In sum, the spectrum of renal disease phenotypes due to complement dysregulation is diverse. And it is still increasing: in a recent case report, Sethi et al. reported of single nucleotide polymorphisms in genes encoding CFH and C3 to be linked to the development of focal segmental glomerulosclerosis (FSGS), potentially extending the involvement of complement dysregulation to “podocytopathies” [38, 39]. Interestingly, this finding is in line with data from the European Renal cDNA Bank indicating alteration of intraglomerular transcript levels of complement-related gene products in FSGS (own unpublished observation).

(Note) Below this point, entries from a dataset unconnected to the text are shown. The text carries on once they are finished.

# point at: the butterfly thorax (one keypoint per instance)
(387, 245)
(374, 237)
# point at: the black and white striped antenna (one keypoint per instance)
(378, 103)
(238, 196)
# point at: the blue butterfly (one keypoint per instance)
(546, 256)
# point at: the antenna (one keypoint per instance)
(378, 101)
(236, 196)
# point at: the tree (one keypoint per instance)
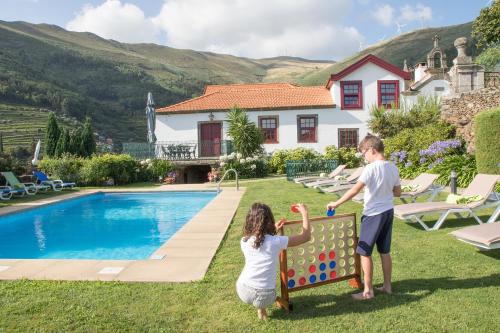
(75, 142)
(486, 27)
(88, 141)
(51, 135)
(63, 143)
(247, 137)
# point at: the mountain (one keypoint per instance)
(412, 46)
(80, 74)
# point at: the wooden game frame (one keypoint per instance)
(354, 279)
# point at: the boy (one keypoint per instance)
(381, 179)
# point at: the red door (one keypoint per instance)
(210, 135)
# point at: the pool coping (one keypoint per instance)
(185, 257)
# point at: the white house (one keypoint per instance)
(290, 116)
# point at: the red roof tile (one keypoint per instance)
(267, 96)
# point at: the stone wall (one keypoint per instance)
(460, 110)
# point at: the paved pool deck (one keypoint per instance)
(185, 257)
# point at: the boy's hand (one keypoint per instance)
(332, 205)
(280, 224)
(302, 209)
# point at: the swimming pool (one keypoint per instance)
(127, 226)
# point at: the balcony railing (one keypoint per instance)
(179, 150)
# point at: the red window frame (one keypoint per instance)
(348, 137)
(394, 94)
(270, 134)
(311, 135)
(350, 94)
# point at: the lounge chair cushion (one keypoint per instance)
(484, 234)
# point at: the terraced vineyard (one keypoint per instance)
(21, 125)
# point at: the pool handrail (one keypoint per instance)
(224, 176)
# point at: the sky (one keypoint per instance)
(312, 29)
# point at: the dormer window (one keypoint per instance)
(351, 95)
(388, 93)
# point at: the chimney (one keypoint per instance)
(420, 71)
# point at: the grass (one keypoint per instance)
(440, 285)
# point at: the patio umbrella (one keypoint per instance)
(34, 161)
(151, 118)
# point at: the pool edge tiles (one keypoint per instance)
(186, 255)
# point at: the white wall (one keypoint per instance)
(184, 127)
(429, 90)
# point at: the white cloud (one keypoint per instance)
(384, 15)
(260, 28)
(418, 13)
(114, 20)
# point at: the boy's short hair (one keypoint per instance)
(371, 141)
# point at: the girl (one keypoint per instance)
(261, 247)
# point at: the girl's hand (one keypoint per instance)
(332, 205)
(280, 224)
(302, 209)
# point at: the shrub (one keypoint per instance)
(343, 155)
(279, 158)
(67, 167)
(250, 167)
(389, 122)
(413, 140)
(486, 128)
(247, 137)
(122, 169)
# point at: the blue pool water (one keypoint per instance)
(99, 226)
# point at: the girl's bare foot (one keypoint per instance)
(364, 295)
(262, 314)
(385, 290)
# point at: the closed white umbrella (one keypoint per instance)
(34, 161)
(151, 118)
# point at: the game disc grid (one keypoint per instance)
(329, 255)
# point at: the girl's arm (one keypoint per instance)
(306, 229)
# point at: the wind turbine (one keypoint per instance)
(400, 26)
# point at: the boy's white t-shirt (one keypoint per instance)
(260, 264)
(379, 178)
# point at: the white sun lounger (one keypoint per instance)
(338, 170)
(482, 185)
(484, 237)
(425, 183)
(324, 186)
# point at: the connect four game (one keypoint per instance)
(330, 256)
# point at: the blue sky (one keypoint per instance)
(315, 29)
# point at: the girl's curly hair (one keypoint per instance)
(259, 222)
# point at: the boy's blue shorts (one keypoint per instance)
(376, 229)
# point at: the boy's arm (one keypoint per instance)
(306, 229)
(396, 191)
(347, 196)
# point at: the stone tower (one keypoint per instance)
(465, 75)
(436, 58)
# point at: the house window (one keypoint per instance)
(388, 93)
(307, 127)
(348, 137)
(269, 127)
(351, 95)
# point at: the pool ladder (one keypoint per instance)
(224, 176)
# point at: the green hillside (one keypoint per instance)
(412, 46)
(80, 74)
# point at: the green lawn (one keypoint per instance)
(440, 285)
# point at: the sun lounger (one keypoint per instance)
(55, 184)
(482, 185)
(423, 184)
(26, 188)
(324, 185)
(338, 170)
(485, 236)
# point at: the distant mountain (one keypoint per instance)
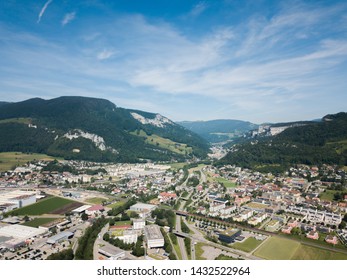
(216, 131)
(3, 103)
(313, 143)
(94, 129)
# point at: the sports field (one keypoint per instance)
(96, 200)
(248, 245)
(48, 205)
(276, 248)
(38, 222)
(10, 160)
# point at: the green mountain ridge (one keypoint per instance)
(221, 130)
(313, 144)
(91, 129)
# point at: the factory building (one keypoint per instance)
(61, 236)
(229, 235)
(10, 200)
(153, 236)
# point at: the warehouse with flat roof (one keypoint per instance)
(61, 236)
(21, 232)
(153, 236)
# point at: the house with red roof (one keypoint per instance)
(95, 209)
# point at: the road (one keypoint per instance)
(99, 241)
(178, 228)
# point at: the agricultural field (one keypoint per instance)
(328, 195)
(96, 200)
(177, 165)
(117, 204)
(225, 182)
(199, 251)
(276, 248)
(248, 245)
(50, 205)
(10, 160)
(38, 222)
(311, 253)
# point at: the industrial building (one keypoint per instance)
(153, 236)
(10, 200)
(143, 209)
(15, 236)
(111, 252)
(229, 235)
(139, 224)
(64, 235)
(81, 209)
(21, 232)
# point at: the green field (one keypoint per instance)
(11, 160)
(328, 195)
(248, 245)
(38, 222)
(311, 253)
(44, 206)
(225, 182)
(222, 257)
(276, 248)
(122, 223)
(199, 251)
(177, 165)
(96, 200)
(164, 143)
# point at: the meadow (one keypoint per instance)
(45, 206)
(276, 248)
(10, 160)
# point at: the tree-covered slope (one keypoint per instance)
(90, 129)
(314, 143)
(216, 131)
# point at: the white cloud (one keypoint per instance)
(43, 10)
(105, 54)
(198, 9)
(68, 18)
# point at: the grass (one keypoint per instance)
(306, 252)
(117, 204)
(164, 143)
(122, 223)
(177, 165)
(276, 248)
(44, 206)
(10, 160)
(38, 222)
(327, 195)
(199, 251)
(17, 120)
(225, 182)
(248, 245)
(96, 200)
(222, 257)
(256, 205)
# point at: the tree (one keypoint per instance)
(84, 217)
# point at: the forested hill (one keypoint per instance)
(314, 143)
(216, 131)
(94, 129)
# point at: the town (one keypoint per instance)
(56, 209)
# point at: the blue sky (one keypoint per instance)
(261, 61)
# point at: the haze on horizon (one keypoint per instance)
(269, 61)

As outlined above, several independent approaches such as Mendelian genetics, genome-wide association studies, transcriptomic and proteomic approaches as well as histopathology and functional studies underline the relevance of complement dysregulation in several kidney diseases, which currently undergo a redefinition. With the increasing insight into the pathophysiology, more specific complement targeting therapies may become available for the treatment of both ultrarare and more frequent complement-associated renal diseases.


C. D. Cohen was supported by the Else Kröner-Fresenius Foundation and the Swiss National Science Foundation in frame of the National Center of Competence in Research: Kidney—Control of Homeostasis (NCCR Kidney.CH).